Kapteyn and Murnane moved to Boulder and CU and brought KMLabs along in the late 1990s. "We decided it was a good enough entrepreneurial environment to make this a real company instead of a basement operation," says Kapteyn. The company hired its first employee in 2000 and grew quickly from there.

The technology has changed over the years. Short-pulse X-ray lasers were developed with the Star Wars defense program in mind in the 1980s, and the thought back then was that they'd run on nuclear power. "It's no problem if an atomic bomb is powering it," Kapteyn explains.

But smaller scale means lower power requirements. "We're essentially making something that's like a tabletop X-ray laser now," says Kapteyn. "It's much more practical. It still plugs into the wall." The concept "is quite new," he adds. "It's just now reaching practicality."

Components are sourced from all over the world and assembled in Boulder, and a lot of the work is custom. "Since we're kind of at the top of the food chain for laser construction, we buy a lot of finished components," says Kapteyn, calling the company "a systems integrator" with machining capabilities. "We purchase worldwide."

KMLabs’ lasers start at the "tens of thousands," says Kapteyn, but can sometimes sell for more than $1 million. "We're doing some very expensive, high-end lasers."

After initial assembly and testing, the lasers are disassembled, shipped, and reassembled by a KMLabs team at the customer's location. Kapteyn says the company sometimes has teams on three continents at once.

The company sells into about a dozen countries. "Germany is our single biggest market," says Kapteyn. "The U.S. isn't paying much attention to lasers at the moment."

Research remains the biggest overall market and startups are also big buyers, and medical devices are a target market.

Semiconductor testing is another relatively new market for KMLabs, and it looks promising. It follows that Intel Capital recently led a $5.5 million Series A investment round in the company. The Colorado Impact Fund also participated.

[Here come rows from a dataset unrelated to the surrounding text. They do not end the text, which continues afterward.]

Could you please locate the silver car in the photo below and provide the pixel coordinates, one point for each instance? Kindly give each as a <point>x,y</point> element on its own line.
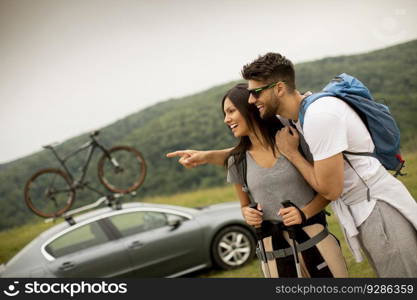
<point>139,240</point>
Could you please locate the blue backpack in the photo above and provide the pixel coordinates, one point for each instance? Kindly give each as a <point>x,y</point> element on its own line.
<point>376,116</point>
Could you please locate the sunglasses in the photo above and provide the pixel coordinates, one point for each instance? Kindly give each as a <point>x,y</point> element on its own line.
<point>256,93</point>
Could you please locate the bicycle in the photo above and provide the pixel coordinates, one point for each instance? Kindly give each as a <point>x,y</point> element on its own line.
<point>51,192</point>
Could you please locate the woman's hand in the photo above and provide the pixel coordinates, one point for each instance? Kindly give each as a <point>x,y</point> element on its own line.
<point>252,216</point>
<point>287,140</point>
<point>190,158</point>
<point>290,216</point>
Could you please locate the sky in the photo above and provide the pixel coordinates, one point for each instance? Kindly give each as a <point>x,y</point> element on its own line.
<point>71,66</point>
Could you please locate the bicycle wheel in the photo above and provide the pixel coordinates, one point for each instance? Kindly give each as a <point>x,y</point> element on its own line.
<point>122,169</point>
<point>48,193</point>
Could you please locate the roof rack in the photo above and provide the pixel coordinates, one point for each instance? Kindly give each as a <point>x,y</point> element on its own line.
<point>112,201</point>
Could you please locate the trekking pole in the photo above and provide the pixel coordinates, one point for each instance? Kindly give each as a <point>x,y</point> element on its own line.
<point>292,233</point>
<point>261,247</point>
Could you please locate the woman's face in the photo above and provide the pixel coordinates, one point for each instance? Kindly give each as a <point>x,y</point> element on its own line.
<point>234,119</point>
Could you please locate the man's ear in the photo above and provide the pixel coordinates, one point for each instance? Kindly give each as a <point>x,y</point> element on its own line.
<point>281,88</point>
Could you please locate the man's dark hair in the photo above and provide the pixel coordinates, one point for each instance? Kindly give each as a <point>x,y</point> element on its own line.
<point>269,68</point>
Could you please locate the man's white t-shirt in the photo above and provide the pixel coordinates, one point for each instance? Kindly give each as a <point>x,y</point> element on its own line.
<point>330,127</point>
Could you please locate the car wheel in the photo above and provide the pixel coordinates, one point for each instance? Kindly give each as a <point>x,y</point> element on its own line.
<point>232,247</point>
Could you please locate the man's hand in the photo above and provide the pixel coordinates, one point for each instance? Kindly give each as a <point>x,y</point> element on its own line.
<point>290,216</point>
<point>252,216</point>
<point>287,140</point>
<point>190,158</point>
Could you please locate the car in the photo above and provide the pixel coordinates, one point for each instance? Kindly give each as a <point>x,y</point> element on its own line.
<point>139,240</point>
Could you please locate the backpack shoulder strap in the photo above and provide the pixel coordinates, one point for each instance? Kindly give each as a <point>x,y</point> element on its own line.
<point>307,101</point>
<point>242,169</point>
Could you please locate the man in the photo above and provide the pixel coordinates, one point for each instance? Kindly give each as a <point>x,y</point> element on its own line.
<point>384,224</point>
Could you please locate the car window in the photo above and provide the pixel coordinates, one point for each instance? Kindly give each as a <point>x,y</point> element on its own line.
<point>78,239</point>
<point>140,221</point>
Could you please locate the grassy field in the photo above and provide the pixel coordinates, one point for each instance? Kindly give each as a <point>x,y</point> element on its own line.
<point>11,241</point>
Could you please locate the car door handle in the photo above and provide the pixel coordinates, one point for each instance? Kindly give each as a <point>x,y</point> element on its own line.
<point>67,266</point>
<point>135,245</point>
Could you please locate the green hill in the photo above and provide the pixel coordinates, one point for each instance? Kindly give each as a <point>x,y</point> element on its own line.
<point>196,122</point>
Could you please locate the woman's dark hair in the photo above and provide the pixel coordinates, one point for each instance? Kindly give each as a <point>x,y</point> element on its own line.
<point>239,96</point>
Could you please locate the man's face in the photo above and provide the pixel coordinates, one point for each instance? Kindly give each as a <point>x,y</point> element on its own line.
<point>266,102</point>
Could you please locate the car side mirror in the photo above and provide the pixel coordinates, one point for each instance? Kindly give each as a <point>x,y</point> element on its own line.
<point>174,222</point>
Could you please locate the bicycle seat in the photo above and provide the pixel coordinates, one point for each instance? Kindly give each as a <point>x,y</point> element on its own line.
<point>51,146</point>
<point>95,133</point>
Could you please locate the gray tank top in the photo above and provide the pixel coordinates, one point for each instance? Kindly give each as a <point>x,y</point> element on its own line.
<point>271,186</point>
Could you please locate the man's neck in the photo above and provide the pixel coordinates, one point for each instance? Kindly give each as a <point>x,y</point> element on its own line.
<point>290,106</point>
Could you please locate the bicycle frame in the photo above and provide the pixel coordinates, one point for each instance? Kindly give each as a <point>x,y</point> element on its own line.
<point>92,145</point>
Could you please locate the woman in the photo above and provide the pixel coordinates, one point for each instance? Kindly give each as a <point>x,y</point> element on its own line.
<point>271,179</point>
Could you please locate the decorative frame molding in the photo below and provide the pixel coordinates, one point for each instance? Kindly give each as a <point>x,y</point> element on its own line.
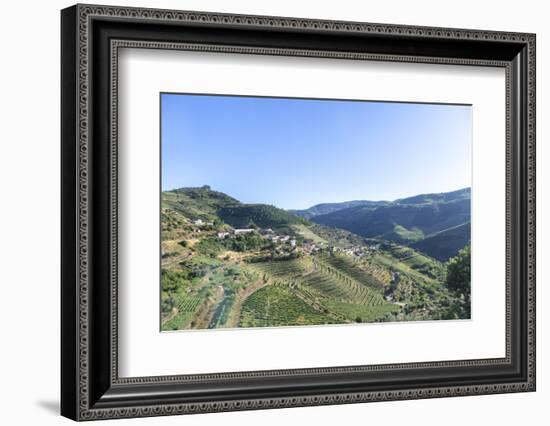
<point>91,388</point>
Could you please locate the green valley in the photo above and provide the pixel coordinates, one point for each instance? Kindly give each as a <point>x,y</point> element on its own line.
<point>228,264</point>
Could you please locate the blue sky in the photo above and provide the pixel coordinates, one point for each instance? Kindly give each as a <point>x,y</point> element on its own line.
<point>295,153</point>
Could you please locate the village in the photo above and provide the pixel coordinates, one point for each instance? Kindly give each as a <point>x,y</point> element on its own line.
<point>283,242</point>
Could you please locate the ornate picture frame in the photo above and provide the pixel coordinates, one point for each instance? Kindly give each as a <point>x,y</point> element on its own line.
<point>91,37</point>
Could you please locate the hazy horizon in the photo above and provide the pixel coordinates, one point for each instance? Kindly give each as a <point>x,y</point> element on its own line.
<point>297,153</point>
<point>322,202</point>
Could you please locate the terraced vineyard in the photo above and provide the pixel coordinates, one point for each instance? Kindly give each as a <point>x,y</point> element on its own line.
<point>187,306</point>
<point>344,265</point>
<point>344,292</point>
<point>277,305</point>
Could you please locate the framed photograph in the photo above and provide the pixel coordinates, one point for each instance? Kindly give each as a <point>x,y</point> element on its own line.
<point>263,212</point>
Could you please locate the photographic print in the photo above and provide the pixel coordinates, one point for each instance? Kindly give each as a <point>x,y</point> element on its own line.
<point>283,212</point>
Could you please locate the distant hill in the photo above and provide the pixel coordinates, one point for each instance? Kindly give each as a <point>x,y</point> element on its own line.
<point>209,205</point>
<point>327,208</point>
<point>435,224</point>
<point>414,221</point>
<point>445,244</point>
<point>197,203</point>
<point>262,215</point>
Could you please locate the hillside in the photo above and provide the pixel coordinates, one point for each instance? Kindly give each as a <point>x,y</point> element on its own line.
<point>262,215</point>
<point>444,244</point>
<point>410,221</point>
<point>227,264</point>
<point>326,208</point>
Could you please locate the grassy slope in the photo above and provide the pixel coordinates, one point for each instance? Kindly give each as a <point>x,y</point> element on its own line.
<point>445,244</point>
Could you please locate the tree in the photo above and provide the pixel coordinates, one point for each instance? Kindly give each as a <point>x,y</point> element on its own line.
<point>458,272</point>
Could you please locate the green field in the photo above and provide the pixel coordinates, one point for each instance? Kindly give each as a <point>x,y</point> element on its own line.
<point>228,264</point>
<point>274,306</point>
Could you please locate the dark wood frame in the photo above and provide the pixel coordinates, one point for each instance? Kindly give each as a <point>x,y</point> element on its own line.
<point>90,386</point>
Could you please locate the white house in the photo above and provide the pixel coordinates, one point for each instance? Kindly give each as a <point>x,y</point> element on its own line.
<point>244,231</point>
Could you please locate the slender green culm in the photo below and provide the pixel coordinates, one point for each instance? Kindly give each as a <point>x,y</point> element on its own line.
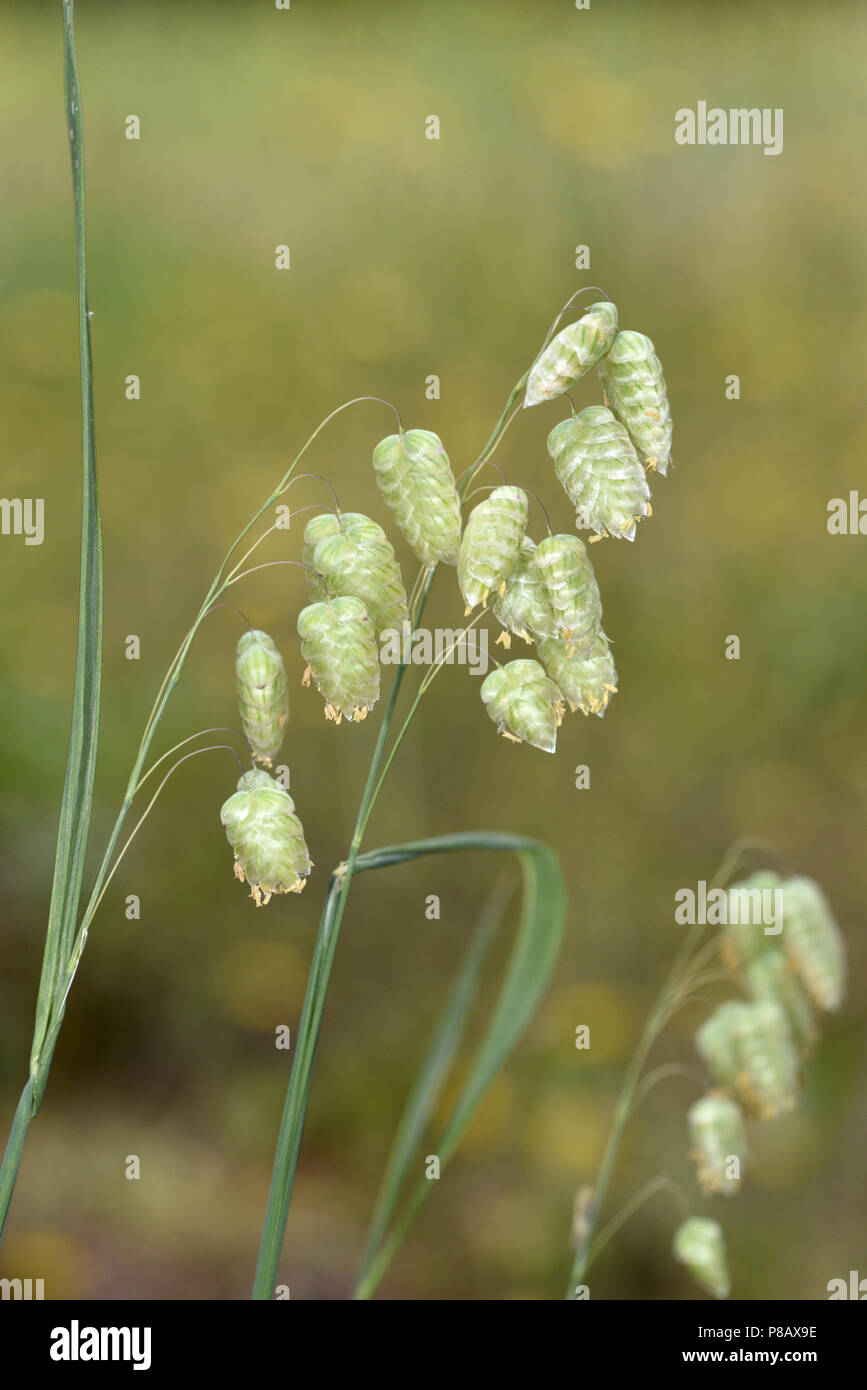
<point>84,736</point>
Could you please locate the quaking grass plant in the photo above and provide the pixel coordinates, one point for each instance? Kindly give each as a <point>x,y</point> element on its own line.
<point>782,948</point>
<point>543,592</point>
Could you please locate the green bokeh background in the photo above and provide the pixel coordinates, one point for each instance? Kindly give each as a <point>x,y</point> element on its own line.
<point>414,257</point>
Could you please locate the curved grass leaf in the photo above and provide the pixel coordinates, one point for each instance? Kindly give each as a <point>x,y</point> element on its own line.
<point>527,975</point>
<point>84,736</point>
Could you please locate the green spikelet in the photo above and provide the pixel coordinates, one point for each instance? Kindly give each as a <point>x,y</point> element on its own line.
<point>587,681</point>
<point>570,585</point>
<point>416,478</point>
<point>523,608</point>
<point>700,1247</point>
<point>635,389</point>
<point>491,545</point>
<point>771,976</point>
<point>749,1050</point>
<point>524,704</point>
<point>339,645</point>
<point>716,1130</point>
<point>267,837</point>
<point>716,1043</point>
<point>316,530</point>
<point>571,353</point>
<point>813,941</point>
<point>353,556</point>
<point>263,695</point>
<point>600,473</point>
<point>748,912</point>
<point>767,1059</point>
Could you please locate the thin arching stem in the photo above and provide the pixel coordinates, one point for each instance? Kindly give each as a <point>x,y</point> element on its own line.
<point>659,1016</point>
<point>217,729</point>
<point>92,906</point>
<point>271,565</point>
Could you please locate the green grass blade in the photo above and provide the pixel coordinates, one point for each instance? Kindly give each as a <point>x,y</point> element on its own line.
<point>84,736</point>
<point>528,972</point>
<point>432,1072</point>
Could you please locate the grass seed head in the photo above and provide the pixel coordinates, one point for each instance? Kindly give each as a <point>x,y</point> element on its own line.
<point>263,695</point>
<point>354,558</point>
<point>568,583</point>
<point>771,976</point>
<point>635,389</point>
<point>587,681</point>
<point>339,645</point>
<point>317,528</point>
<point>699,1244</point>
<point>491,545</point>
<point>744,937</point>
<point>416,480</point>
<point>749,1050</point>
<point>524,704</point>
<point>813,941</point>
<point>717,1134</point>
<point>267,837</point>
<point>600,473</point>
<point>523,608</point>
<point>571,353</point>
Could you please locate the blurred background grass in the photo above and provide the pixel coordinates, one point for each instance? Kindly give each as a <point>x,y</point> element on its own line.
<point>414,257</point>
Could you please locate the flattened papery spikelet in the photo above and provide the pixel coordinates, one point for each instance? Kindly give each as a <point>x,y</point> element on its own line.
<point>267,837</point>
<point>523,608</point>
<point>749,1050</point>
<point>570,585</point>
<point>316,530</point>
<point>717,1133</point>
<point>771,976</point>
<point>600,473</point>
<point>491,545</point>
<point>416,480</point>
<point>339,645</point>
<point>699,1244</point>
<point>524,704</point>
<point>813,941</point>
<point>354,558</point>
<point>571,353</point>
<point>587,681</point>
<point>716,1043</point>
<point>749,904</point>
<point>635,389</point>
<point>263,695</point>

"Moving forward with Moore's Law charging away . . . [Intel] need to use shorter wavelength light," Kapteyn explains. "They know they need solutions."

Challenges: "We're doing a very complicated technology with a relatively small staff," says Kapteyn. "It's also a challenge for us to have a worldwide market. Research is becoming a worldwide phenomena."

Opportunities: "There are big market opportunities still in the research area," says Kapteyn. Beyond the growth potential in semiconductor testing and measurement, nanoscale imaging and surgery could be big medical uses, he adds. Another is "a new type of microscope" for use in nanotechnology manufacturing, he adds. "People have not been able to image small structures with these wavelengths in the past."

Needs: Talent. "We're going to be growing to go into these new markets," says Kapteyn. "So we'll need more good laser people. Eventually we'll need more funding. Ramping up will probably require a second round of investment."